By the same token very few sides at this level field so many players from their own country. Artmedia began with nine Slovakians on the pitch against Rangers FC on Matchday 3, and the other two were from the Czech Republic, a country that until a few years ago was joined to their own. It was fascinating to see how the team with the big heart from the little country, as their coach Vladimír Weiss described them, would compete against a side drawn from eight nations and three continents.
On paper it should have been no contest, and the sight of Artmedia's players dutifully waiting in line to pick up their kit bags from the bowels of the team coach when they arrived at Ibrox merely reinforced the impression that, if this was not men against boys, then it was hardened professionals against plucky amateurs.
The pressure was on Rangers, expected to win but under fire locally after a less than convincing start to the domestic campaign. Manager Alex McLeish was pacing the technical area after just three minutes and the anxiety among the fans was palpable. McLeish turned to them, arms aloft, imploring them to be patient.
As usual much was expected of Rangers captain Barry Ferguson, the sole Scot in their starting lineup. He began brightly, prompting his team-mates and drawing an important clearance early on from Ján Ďurica, the Artmedia central defender who had arrived with a blossoming reputation.
Another who has impressed is playmaker Ján Kozák and he did so again last night, launching counterattacks with astute passes or slowing the pace of the game intelligently and assisting his captain Balázs Borbély in breaking up play when necessary. But even he was outshone by Juraj Čobej.
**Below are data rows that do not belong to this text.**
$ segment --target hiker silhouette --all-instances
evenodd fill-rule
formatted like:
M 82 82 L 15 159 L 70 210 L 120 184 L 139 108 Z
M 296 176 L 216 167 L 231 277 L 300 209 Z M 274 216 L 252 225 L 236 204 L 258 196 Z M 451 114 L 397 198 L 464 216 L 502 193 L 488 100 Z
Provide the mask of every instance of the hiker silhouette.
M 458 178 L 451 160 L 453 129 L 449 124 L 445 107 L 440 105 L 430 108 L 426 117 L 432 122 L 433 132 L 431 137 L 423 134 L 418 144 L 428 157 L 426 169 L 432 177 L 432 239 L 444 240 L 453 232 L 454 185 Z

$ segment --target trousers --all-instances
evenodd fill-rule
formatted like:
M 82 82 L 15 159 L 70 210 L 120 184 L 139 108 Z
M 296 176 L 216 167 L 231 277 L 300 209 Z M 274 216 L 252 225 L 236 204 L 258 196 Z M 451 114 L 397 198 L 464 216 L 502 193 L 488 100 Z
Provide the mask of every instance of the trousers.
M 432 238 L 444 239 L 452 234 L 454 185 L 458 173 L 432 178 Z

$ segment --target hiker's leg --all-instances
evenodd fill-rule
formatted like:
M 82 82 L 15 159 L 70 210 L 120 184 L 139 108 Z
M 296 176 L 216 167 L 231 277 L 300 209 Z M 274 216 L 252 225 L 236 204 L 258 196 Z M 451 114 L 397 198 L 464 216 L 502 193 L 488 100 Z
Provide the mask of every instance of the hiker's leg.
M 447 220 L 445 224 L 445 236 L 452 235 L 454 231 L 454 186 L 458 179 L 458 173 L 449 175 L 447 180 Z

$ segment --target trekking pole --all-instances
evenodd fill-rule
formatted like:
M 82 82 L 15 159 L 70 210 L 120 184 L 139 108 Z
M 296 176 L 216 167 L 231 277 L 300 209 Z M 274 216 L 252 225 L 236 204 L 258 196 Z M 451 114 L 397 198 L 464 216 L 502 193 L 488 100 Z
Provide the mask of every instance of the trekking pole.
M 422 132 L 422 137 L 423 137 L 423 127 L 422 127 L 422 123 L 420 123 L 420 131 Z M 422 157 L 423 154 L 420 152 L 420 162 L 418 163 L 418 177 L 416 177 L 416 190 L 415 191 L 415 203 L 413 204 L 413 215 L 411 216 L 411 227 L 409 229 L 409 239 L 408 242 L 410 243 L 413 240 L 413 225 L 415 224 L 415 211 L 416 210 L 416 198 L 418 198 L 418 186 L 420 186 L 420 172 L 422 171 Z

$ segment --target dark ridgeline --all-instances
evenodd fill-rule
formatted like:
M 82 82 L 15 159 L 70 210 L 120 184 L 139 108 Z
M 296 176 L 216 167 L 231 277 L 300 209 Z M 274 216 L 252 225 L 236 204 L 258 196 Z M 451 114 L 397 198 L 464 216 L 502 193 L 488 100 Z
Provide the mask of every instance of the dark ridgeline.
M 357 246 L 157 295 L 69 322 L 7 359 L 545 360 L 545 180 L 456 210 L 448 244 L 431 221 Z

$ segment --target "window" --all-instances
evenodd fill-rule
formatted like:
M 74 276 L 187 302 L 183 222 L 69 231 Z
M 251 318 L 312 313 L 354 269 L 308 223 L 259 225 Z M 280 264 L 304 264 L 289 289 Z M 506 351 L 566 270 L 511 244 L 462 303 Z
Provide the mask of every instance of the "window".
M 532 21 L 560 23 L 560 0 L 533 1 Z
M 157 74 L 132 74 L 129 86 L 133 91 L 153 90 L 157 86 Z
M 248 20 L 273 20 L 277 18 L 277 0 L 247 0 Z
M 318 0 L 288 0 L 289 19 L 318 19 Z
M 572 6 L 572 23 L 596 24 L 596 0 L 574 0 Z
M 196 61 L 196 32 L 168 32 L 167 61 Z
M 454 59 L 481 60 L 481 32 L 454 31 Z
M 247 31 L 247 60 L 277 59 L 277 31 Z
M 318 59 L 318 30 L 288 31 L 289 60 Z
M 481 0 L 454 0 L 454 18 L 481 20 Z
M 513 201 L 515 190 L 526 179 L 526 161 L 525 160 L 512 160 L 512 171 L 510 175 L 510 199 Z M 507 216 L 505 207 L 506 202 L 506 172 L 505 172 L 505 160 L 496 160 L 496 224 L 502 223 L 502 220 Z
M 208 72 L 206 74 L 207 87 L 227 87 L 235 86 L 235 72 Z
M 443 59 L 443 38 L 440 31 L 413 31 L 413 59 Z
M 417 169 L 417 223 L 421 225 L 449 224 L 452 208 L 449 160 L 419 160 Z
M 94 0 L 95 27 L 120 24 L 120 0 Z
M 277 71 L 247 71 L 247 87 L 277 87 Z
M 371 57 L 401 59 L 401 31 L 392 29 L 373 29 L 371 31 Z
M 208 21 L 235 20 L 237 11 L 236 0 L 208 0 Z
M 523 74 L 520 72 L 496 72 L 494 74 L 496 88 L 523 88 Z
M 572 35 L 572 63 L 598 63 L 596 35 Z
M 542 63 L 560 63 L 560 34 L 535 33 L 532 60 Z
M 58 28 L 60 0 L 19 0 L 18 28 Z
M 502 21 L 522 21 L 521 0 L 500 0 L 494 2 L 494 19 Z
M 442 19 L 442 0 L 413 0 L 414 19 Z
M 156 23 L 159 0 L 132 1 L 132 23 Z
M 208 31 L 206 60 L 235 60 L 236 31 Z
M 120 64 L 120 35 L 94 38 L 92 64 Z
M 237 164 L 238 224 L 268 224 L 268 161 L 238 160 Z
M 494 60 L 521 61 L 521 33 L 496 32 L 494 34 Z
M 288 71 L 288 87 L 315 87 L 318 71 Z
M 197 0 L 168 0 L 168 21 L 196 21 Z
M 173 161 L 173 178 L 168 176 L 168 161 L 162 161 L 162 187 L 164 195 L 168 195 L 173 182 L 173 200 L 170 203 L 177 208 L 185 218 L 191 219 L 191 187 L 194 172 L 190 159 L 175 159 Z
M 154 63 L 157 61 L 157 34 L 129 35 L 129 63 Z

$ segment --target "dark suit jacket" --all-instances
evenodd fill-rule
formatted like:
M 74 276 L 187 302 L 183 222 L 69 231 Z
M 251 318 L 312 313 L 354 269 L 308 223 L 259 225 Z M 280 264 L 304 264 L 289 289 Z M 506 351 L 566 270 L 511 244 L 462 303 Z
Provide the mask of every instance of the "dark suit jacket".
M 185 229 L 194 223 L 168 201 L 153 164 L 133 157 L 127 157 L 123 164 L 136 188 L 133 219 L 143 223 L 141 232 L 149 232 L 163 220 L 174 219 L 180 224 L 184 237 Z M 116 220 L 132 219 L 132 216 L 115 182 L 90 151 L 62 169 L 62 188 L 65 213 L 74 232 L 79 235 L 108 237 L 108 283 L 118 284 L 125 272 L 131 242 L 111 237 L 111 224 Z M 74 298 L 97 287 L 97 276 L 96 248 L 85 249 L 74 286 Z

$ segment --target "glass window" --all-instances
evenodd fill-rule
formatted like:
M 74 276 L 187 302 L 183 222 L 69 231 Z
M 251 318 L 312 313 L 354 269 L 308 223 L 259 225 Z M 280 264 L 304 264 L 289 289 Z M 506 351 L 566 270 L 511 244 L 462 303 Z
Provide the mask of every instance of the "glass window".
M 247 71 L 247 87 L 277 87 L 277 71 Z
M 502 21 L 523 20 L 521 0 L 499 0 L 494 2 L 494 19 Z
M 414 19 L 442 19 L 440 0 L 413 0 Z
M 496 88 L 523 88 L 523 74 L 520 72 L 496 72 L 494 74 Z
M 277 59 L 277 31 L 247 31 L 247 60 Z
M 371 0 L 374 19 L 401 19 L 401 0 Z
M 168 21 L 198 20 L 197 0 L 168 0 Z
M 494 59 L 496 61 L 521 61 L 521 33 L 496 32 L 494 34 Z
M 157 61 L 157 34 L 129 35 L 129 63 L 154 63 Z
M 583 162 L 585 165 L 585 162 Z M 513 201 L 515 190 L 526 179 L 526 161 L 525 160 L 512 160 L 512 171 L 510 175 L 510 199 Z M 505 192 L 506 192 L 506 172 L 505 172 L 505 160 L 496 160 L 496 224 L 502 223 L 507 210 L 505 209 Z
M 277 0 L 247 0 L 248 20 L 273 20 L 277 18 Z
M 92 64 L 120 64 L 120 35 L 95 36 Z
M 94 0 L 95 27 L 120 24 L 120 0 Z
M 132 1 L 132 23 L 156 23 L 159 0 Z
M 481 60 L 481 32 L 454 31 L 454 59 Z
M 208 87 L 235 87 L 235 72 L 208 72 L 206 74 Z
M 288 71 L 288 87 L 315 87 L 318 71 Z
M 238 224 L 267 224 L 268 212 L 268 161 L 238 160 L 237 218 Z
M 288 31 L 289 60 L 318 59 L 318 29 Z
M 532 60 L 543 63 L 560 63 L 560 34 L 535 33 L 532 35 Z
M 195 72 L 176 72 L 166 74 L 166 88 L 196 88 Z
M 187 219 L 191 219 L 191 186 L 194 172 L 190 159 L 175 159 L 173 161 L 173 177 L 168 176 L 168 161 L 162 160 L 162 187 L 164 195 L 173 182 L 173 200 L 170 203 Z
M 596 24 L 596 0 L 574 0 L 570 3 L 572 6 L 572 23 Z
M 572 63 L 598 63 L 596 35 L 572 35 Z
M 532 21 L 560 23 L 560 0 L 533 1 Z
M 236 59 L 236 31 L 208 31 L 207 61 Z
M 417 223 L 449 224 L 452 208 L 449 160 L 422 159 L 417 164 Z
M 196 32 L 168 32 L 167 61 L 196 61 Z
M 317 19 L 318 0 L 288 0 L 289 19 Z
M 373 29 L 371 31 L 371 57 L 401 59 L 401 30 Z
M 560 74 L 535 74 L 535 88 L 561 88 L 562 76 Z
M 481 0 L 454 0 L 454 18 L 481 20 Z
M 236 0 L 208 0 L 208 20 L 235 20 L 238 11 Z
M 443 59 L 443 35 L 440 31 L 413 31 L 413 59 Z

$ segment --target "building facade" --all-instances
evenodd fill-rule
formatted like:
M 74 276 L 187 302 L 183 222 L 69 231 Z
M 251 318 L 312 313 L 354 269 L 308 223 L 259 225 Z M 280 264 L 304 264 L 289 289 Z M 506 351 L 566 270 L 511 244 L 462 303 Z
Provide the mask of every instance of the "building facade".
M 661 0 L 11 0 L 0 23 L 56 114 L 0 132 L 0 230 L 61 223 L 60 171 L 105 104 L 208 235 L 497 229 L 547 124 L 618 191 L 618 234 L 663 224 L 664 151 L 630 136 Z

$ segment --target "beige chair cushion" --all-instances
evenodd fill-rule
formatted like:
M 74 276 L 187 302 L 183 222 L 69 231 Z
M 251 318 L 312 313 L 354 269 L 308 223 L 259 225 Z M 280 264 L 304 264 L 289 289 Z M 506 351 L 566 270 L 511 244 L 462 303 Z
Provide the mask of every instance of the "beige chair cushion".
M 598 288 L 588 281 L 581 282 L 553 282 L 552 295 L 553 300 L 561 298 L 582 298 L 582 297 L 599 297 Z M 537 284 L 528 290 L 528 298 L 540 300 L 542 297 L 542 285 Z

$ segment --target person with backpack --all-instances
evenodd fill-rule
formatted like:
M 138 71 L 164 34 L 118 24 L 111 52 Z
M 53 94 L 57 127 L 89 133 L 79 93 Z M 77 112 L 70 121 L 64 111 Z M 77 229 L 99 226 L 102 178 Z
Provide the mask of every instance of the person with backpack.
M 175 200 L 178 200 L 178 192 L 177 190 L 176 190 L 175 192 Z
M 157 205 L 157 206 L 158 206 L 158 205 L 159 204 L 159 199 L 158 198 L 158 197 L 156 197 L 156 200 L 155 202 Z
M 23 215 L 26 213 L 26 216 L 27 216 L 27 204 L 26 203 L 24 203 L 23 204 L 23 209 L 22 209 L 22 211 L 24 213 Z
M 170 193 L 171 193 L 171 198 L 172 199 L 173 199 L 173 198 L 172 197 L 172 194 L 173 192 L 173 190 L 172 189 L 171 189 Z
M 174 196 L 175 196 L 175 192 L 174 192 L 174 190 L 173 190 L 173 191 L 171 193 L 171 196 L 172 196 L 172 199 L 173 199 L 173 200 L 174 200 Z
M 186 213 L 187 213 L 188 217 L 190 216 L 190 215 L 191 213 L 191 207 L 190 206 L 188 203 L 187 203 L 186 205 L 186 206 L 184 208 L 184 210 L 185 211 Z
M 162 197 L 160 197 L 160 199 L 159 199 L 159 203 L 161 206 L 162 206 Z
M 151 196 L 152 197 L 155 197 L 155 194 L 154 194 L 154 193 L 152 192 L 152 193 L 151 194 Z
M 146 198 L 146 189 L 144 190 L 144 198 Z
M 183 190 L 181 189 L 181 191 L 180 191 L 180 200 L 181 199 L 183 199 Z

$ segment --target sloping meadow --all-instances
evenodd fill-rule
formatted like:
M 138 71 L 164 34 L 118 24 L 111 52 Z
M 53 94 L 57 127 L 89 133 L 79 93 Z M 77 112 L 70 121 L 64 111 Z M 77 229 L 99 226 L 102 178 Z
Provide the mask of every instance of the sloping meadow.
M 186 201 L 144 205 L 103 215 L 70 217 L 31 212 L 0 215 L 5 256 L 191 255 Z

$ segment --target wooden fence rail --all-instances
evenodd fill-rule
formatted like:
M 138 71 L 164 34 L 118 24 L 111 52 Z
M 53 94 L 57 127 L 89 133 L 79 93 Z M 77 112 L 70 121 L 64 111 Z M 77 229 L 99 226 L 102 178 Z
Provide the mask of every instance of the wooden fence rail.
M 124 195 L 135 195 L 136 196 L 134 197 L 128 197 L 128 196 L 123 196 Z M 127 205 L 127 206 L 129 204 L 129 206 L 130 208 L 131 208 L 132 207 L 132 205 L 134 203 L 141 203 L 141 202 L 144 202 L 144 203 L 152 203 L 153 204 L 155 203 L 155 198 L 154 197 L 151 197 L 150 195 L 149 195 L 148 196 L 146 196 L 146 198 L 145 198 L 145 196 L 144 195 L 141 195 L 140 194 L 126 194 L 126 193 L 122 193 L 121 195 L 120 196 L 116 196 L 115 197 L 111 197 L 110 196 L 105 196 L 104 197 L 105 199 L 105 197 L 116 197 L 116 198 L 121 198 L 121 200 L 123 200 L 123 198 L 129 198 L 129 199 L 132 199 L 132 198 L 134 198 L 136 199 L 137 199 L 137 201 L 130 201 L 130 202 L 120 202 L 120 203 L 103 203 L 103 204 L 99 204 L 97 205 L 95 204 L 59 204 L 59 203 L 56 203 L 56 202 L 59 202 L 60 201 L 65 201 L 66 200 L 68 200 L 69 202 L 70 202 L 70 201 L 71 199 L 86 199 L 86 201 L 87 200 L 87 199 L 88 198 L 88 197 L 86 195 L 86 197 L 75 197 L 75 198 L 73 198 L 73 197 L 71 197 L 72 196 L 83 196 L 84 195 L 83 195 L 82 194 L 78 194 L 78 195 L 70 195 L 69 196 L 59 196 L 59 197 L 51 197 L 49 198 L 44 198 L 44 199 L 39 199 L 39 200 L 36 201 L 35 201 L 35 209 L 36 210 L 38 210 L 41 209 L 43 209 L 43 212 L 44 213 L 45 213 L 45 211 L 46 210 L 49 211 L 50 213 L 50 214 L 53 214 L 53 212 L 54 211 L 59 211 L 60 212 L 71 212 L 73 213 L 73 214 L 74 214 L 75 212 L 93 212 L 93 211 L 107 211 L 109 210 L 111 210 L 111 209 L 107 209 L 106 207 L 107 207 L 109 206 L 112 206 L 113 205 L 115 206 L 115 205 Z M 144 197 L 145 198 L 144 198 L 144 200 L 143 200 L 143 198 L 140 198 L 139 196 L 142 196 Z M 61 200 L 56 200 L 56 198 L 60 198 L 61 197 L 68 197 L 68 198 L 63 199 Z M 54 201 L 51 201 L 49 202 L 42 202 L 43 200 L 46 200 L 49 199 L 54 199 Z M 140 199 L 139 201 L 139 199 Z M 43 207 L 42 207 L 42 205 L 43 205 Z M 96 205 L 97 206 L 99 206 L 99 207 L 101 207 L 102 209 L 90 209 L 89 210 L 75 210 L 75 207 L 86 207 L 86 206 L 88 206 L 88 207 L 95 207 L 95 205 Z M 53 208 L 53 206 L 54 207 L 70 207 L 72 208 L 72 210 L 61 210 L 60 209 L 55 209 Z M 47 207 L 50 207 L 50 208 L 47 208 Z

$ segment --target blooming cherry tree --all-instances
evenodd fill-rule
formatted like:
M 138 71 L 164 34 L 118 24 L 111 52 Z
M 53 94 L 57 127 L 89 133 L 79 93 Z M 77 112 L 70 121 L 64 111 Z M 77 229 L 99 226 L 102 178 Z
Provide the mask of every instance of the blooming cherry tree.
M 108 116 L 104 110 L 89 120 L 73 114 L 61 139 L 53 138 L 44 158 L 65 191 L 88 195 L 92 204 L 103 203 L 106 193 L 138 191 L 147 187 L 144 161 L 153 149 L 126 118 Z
With four fine saves in the first half and another three in the second, the Artmedia goalkeeper was undoubtedly the reason why the Scottish champions' admirable efforts went unrewarded. Even when he looked beaten towards the end of the first half he cleverly steered Dado Pršo so wide that the Croatian striker could only find the side-netting.
It was little wonder Čobej walked off at the interval smiling, as he had done throughout the Champions League anthem before the start. "He is a fantastic goalkeeper, a fantastic guy and a friend," said coach Weiss. "He is very calm, and his calmness rubs off on the other members of the team."
Weiss, the scorer of Slovakia's first international goal in 1994, looked exhausted and slightly bemused, especially when asked if he felt his team could go on and win Group H. "I am proud of my team," he told uefa.com. "For us it's a wonderful life at the moment, some wonderful matches - almost a miracle. We don't have a lot of money to pay players from other countries, we have only our players and four from the Czech Republic, but we have good discipline and we are very friendly between coach and players."
His opposite number McLeish seemed understandably frustrated after watching his side produce one of their best performances of the season but fail to win. They will again fancy their chances of three points in Bratislava, but with only one more home game, against group favourites FC Internazionale Milano, their hopes of progressing beyond the group stage for the first time in five attempts have clearly receded.